We’ve previously blogged the case of Integrity Staffing Solutions, Inc. v. Busk, 135 S. Ct. 513 (2014). That case considered the issue of whether time spent by Amazon warehouse workers going through security checks at the end of their workdays was compensable. The case was initially filed in 2010. Reversing the U.S. Court of Appeals for the Ninth Circuit, a unanimous Supreme Court held in 2014 that the time was not compensable, concluding that the time spent was not “integral and dispensable” to the workers’ duties.

That should have been the end of the litigation, as well as several similar cases against other retailers, but the Busk case itself has limped on. Undaunted by the Supreme Court’s ruling, the plaintiffs amended their complaint to assert claims under Nevada and Arizona laws, where the warehouses were located. As the district court found, however, that didn’t work either, as Nevada and Arizona construe their wage and hour laws in accordance with the FLSA. In Re: Amazon.com, Inc., Fulfillment Center Fair Labor Standards Act (FLSA) and Wage and Hour Litigation, MDL Docket No. 2504 (W.D. Ky., June 7, 2017).

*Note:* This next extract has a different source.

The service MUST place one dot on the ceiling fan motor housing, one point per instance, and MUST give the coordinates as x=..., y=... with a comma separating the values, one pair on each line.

The result in this most recent round of class action practice was not difficult to predict, as most states either follow the FLSA’s substantive provisions fairly closely or have no equivalent at all (California, of course, being the most notable exception). It does, however, serve as a reminder that class action litigation can take on a life of its own, and even significant victories by the employer can fail to bring protracted litigation to a close.

The bottom line: Unsuccessful FLSA collective action plaintiffs may try end-arounds through state laws, but such tactics may do little more than prolong the obvious.